C’est l’enseignement de cette étude publiée le 8 janvier 2026 dans la revue PLOS One. Des chercheurs des universités du Michigan et de l’Illinois ont découvert que, pour donner du crédit à une personne, notre organe cérébral analyse en priorité deux piliers moraux. Alors, quels sont ces critères qui font de vous une personne « fréquentable » ou un paria aux yeux des autres en une fraction de seconde ?
Le duo gagnant de la respectabilité
Nous jugeons sans cesse, alors même que cette posture est socialement qualifiée d’immorale. Que ce soit un collègue qui partage équitablement (ou non) les lauriers d’un projet professionnel avec nous ou notre voisin qui nous rapporte un colis Amazon lâchement abandonné dans l’escalier de l’immeuble, notre esprit traite des milliers d’informations sociales chaque jour. Notre inconscient est, à cet égard, un tribunal, dans lequel les jugements sont prononcés à notre insu. Mais sur quelles preuves se base ce jury intérieur pour rendre son verdict ? Si la morale humaine est un vaste spectre incluant, entre autres, la loyauté ou la bravoure, notre esprit privilégie des critères bien plus pragmatiques pour trier ses alliés.
Selon les chercheurs à l’origine de cette étude, les deux critères principaux auxquels s’attache notre cognition sont le respect de l’équité (traiter tout le monde de la même manière) et de la propriété (respecter ce qui appartient à autrui).
Si l’héroïsme ou la loyauté peuvent forcer l’admiration, ils ne sont bien souvent que des comportements de circonstance, liés à des situations exceptionnelles. Inversement, l’équité et le respect des biens sont perçus par notre cerveau comme des signes de fiabilité à long terme et des marqueurs de caractère.

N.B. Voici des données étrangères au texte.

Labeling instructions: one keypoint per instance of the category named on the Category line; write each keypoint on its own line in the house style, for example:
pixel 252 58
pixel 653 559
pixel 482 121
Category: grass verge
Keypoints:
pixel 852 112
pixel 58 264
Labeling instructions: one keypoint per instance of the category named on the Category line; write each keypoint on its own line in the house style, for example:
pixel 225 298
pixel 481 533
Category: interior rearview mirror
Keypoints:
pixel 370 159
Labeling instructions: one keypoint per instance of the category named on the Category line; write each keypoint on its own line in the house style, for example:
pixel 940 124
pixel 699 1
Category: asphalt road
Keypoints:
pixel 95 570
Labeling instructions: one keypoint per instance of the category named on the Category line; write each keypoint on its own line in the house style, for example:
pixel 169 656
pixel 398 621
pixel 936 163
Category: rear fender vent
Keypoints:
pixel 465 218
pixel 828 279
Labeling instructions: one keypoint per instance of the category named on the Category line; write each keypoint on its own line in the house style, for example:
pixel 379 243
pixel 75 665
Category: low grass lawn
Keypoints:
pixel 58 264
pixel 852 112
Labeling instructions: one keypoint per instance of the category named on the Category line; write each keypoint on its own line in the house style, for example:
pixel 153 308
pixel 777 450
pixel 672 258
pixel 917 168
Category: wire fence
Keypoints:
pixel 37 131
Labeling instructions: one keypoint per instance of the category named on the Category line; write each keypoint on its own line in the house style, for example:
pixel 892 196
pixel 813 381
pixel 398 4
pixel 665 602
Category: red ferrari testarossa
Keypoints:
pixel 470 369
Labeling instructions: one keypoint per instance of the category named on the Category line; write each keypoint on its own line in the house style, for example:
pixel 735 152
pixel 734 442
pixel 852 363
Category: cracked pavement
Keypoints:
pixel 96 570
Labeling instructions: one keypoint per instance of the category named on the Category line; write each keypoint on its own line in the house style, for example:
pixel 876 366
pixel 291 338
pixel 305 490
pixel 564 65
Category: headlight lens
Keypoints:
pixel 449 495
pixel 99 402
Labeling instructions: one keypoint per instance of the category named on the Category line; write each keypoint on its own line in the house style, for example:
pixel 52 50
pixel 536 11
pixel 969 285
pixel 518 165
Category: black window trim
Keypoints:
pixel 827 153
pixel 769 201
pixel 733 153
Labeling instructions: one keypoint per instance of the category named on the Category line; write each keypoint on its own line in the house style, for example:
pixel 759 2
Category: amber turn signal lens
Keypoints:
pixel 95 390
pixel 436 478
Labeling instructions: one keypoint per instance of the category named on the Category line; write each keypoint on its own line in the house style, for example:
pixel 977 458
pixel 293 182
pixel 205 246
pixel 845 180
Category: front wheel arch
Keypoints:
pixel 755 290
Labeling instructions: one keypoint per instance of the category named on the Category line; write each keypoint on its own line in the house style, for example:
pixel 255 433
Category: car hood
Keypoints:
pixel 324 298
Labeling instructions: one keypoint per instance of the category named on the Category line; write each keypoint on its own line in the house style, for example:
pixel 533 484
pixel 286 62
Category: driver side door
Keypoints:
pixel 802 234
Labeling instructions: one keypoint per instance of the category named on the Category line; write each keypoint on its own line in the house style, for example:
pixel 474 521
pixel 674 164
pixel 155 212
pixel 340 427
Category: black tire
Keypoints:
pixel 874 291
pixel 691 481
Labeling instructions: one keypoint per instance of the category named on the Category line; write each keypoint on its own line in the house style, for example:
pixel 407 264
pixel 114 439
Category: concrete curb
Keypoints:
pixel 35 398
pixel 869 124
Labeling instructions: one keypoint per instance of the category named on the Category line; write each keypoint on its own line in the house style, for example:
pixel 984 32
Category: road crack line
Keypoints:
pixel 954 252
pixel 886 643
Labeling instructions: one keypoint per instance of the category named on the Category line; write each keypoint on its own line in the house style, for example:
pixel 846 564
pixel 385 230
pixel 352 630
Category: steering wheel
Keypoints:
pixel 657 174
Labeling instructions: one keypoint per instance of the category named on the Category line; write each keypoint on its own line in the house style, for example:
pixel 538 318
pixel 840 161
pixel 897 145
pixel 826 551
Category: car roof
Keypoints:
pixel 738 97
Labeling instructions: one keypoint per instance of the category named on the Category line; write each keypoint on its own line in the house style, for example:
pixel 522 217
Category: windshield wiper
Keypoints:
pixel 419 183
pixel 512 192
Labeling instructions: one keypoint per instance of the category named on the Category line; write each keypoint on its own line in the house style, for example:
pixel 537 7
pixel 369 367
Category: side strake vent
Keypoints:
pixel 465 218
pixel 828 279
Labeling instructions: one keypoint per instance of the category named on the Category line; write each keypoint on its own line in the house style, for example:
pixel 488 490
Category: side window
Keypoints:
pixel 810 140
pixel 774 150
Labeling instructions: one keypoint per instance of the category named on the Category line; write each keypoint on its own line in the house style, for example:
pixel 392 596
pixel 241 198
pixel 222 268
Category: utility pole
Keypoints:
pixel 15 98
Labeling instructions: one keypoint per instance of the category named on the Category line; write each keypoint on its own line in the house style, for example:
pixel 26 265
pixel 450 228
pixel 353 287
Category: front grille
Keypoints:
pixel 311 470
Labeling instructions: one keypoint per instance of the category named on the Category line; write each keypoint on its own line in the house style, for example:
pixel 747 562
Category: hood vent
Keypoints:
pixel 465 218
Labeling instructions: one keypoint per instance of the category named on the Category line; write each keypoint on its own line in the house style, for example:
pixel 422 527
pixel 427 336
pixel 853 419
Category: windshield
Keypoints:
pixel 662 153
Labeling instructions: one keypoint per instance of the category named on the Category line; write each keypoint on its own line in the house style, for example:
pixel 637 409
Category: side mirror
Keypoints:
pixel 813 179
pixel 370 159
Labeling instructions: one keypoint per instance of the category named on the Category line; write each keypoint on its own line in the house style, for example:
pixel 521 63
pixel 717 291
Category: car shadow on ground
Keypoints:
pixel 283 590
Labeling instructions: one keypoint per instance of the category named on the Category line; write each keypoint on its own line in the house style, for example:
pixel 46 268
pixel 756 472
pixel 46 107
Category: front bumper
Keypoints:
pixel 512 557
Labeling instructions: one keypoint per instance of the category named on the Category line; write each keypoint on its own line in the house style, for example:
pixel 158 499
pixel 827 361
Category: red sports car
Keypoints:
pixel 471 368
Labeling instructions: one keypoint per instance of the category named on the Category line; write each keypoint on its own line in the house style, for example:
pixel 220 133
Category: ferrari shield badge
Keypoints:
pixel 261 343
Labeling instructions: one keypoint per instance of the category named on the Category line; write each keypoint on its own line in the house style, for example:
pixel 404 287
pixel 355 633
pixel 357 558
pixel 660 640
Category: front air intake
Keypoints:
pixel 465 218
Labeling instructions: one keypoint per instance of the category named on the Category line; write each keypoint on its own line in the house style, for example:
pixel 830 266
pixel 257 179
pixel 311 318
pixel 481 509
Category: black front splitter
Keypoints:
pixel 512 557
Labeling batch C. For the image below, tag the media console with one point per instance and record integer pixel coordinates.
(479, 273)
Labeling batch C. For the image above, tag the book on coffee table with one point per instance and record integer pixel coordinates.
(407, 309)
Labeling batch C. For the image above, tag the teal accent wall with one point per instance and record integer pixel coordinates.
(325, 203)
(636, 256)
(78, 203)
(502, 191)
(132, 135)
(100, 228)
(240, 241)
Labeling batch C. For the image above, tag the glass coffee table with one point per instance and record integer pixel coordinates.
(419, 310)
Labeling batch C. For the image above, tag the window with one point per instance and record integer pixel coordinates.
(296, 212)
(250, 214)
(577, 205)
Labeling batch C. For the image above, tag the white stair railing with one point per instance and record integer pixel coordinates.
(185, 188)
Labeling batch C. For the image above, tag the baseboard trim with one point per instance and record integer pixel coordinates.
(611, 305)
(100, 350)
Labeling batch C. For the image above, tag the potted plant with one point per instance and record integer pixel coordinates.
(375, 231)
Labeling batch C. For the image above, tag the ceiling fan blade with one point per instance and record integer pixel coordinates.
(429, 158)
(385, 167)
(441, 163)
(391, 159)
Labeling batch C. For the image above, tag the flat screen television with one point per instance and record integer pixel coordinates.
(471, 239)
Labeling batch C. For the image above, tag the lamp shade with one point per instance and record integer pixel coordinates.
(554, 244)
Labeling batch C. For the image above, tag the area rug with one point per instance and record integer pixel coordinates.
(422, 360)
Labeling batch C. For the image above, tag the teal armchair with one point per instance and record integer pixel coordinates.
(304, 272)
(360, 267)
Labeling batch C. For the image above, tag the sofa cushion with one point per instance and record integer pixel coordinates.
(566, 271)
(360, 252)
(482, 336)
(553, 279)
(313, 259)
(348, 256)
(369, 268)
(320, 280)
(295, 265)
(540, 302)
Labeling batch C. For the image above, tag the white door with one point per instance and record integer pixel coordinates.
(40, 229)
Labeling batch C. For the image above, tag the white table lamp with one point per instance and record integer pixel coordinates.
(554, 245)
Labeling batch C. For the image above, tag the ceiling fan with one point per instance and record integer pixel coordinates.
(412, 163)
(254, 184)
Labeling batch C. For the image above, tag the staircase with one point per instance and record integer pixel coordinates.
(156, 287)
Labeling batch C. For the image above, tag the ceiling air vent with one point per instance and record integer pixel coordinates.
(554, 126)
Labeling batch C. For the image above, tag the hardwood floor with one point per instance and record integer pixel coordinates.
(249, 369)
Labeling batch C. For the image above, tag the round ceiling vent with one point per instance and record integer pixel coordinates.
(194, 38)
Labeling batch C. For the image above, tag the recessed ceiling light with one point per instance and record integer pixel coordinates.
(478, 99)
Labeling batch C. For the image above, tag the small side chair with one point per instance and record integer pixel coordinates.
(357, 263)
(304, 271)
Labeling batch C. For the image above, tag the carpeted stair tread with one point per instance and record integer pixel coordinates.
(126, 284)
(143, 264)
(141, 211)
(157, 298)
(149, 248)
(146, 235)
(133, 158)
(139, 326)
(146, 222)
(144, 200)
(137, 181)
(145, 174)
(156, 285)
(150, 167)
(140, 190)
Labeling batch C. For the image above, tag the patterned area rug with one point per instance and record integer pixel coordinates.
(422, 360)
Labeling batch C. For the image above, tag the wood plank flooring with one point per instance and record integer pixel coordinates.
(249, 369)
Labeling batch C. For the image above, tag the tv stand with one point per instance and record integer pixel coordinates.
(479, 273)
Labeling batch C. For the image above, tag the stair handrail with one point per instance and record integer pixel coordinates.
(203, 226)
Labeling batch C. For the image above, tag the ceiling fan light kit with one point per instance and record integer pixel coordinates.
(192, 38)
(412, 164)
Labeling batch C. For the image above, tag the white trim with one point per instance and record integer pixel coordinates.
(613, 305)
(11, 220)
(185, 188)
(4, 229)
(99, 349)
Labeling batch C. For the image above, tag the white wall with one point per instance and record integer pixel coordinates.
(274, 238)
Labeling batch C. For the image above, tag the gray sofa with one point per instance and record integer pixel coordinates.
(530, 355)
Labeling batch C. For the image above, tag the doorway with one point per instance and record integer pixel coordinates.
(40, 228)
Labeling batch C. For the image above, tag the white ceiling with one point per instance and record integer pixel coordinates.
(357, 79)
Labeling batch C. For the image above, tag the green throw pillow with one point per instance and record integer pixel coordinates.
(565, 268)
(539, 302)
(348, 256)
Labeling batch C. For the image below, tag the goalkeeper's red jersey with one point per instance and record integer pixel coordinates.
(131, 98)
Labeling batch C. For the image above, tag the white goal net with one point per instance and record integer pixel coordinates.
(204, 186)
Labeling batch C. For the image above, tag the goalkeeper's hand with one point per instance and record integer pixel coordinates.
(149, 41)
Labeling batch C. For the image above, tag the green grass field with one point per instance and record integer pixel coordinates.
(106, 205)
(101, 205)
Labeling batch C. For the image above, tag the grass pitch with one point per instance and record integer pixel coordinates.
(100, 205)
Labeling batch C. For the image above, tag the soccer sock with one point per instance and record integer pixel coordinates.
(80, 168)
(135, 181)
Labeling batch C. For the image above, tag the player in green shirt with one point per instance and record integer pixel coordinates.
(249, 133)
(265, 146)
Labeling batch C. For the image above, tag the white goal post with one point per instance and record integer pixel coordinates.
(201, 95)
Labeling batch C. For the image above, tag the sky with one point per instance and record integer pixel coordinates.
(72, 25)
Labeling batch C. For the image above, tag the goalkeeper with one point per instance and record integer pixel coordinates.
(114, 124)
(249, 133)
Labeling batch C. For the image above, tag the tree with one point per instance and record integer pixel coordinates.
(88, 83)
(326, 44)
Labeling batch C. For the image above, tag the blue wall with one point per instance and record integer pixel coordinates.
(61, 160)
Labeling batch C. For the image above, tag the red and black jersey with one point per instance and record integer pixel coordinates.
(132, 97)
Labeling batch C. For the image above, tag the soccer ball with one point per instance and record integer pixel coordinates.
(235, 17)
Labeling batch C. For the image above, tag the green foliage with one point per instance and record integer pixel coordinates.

Notre « logiciel social » parie sur une corrélation statistique : une personne qui ne trichera pas sur les petites choses ne vous trahira pas sur les grandes. Plutôt que d’attendre qu’un individu prouve sa valeur par un acte de bravoure héroïque (par définition rarissime), notre cerveau préfère observer s’il honore le contrat social qui nous lie tous.
« Le plus fort n’est jamais assez fort pour être toujours le maître, s’il ne transforme sa force en droit et l’obéissance en devoir », écrivait Rousseau dans son ouvrage Du contrat social en 1762. Un aphorisme qui valide l’idée que la confiance n’est pas une émotion, mais une reconnaissance de la norme, comme l’expliquent les auteurs de cette étude.
Un automatisme de survie
Notre cerveau attribue (ou non) donc sa confiance très rapidement, comme il traiterait une tâche de fond. Même saturés par des distractions mentales, nous restons d’une acuité redoutable pour juger qui mérite notre crédit : c’est un automatisme, propre à notre instinct de survie.
En nous libérant d’une analyse consciente qui serait épuisante, il nous permet de naviguer en société sans être sursollicités, mais peut aussi nous induire en erreur. « Parce que nous prenons ces décisions si vite, il reste indispensable de confronter notre intuition à la réalité du terrain », prévient Oscar Ybarra, psychologue et co-auteur de l’étude. La droiture que nous percevons chez l’inconnu étant souvent le reflet des règles que nous nous imposons à nous-mêmes, il convient donc de donner du corps à ce contrat tacite en le confrontant à la réalité des actes perçus.
- Notre cerveau juge la confiance en se basant sur deux critères principaux : l’équité et le respect de la propriété.
- Ces jugements, souvent rapides et inconscients, sont une adaptation sociale liée à notre instinct de survie.
- Il est toutefois essentiel de confronter notre intuition à la réalité des actions des autres pour évaluer leur fiabilité.